The Perkins Globe started as a teaching tool for students like Helen Keller, and 180 years later people still want to touch it.

The Perkins Globe is touched by thousands of people each year, from students and staff to visitors. These have included famous figures like Charles Dickens, then-Sen. John F. Kennedy and former President George H.W. Bush.

When Helen Keller visited Perkins School for the Blind in 1956, her first question was, “Do you still have the globe?”

The giant tactile globe was the first thing she’d touched seven decades earlier when she first arrived at Perkins as a student, just 8 years old and far from her family. Running her fingers over the borders of her home state of Alabama made her feel a little closer to home.

Today, the opportunity to touch a shared piece of history – one that would be stored behind glass in most other institutions – is irresistible to thousands of visitors who come to Perkins each year. As they enter the Howe Building at the center of campus and walk through the Perkins Museum, the iconic Perkins Globe comes prominently into view. 

“People are excited to make that personal connection,” said Perkins tour guide Kevin Hartigan. “It really is the most important artifact in the museum.”

Built in 1837 by Steven Preston Ruggles, the globe is 13 feet in circumference and made from over 700 pieces of wood. It’s painted in bright colors and supported by a wooden frame that includes longitude and latitude markers in braille, as well as zodiac signs.

It’s “possibly the oldest three-dimensional relief globe made in the United States,” according to a 1957 article in The Geographical Review.

The globe was built to allow Perkins students to tactilely learn about the Earth’s geography. Country borders and natural landmarks like mountains and rivers are raised so they can be identified by touch. For students with low vision, the oceans are blue, while countries are painted red, brown, green and other colors.

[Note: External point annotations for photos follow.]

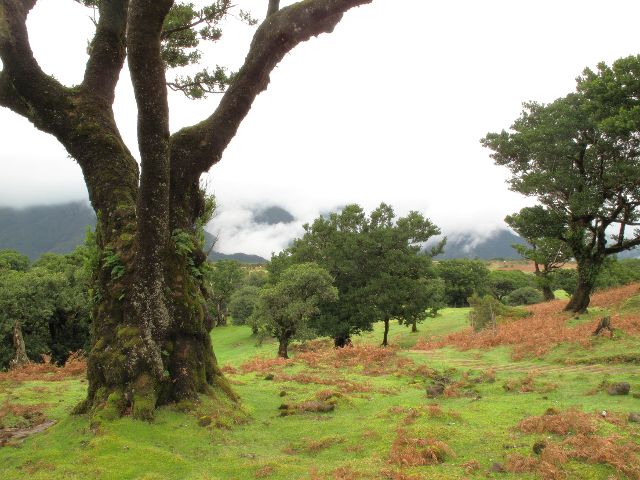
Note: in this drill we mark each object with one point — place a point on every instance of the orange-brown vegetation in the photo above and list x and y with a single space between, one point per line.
545 328
75 365
471 466
580 443
263 365
398 475
408 451
528 384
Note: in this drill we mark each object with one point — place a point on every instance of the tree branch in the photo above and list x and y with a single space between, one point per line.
11 99
621 247
196 149
26 89
108 51
274 6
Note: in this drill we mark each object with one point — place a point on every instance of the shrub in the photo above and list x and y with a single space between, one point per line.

However, as the decades passed, many of the borders and names of countries became outdated. The United States, for example, had to be repainted because it initially only extended as far west as the Mississippi River. Some countries had as many as 12 layers of paint, Harvard researchers discovered when they studied the globe in 1982.

“The amount of change the globe has gone through is just fascinating,” said Perkins Archivist Jen Hale. “This was something that was constantly being altered.”

Generations of students’ and visitors’ hands touching the globe also left their mark.

The globe has been restored twice, in 1940 and 2004. Though for many years it could be spun in any direction – and students took full advantage of that – it had to be secured in place between the renovations for its structural integrity. To further preserve it, the 2004 restoration company recommended that the globe be placed behind glass.

But that would have defeated its purpose. “It was made to be touched,” said Hartigan.

Keller isn’t the only famous figure to put her hands on the globe. Others include author Charles Dickens, then-Sen. John F. Kennedy and former President George H.W. Bush.

But Keller remains the big draw.

“I can’t describe how many 7-year-old girls come to Perkins because they’ve read a picture book about Helen Keller and fallen in love,” Hartigan said. “When I tell them she studied geography on (the globe) and I have them touch Alabama, you can see the goosebumps on their arms. That’s the best part of my job.”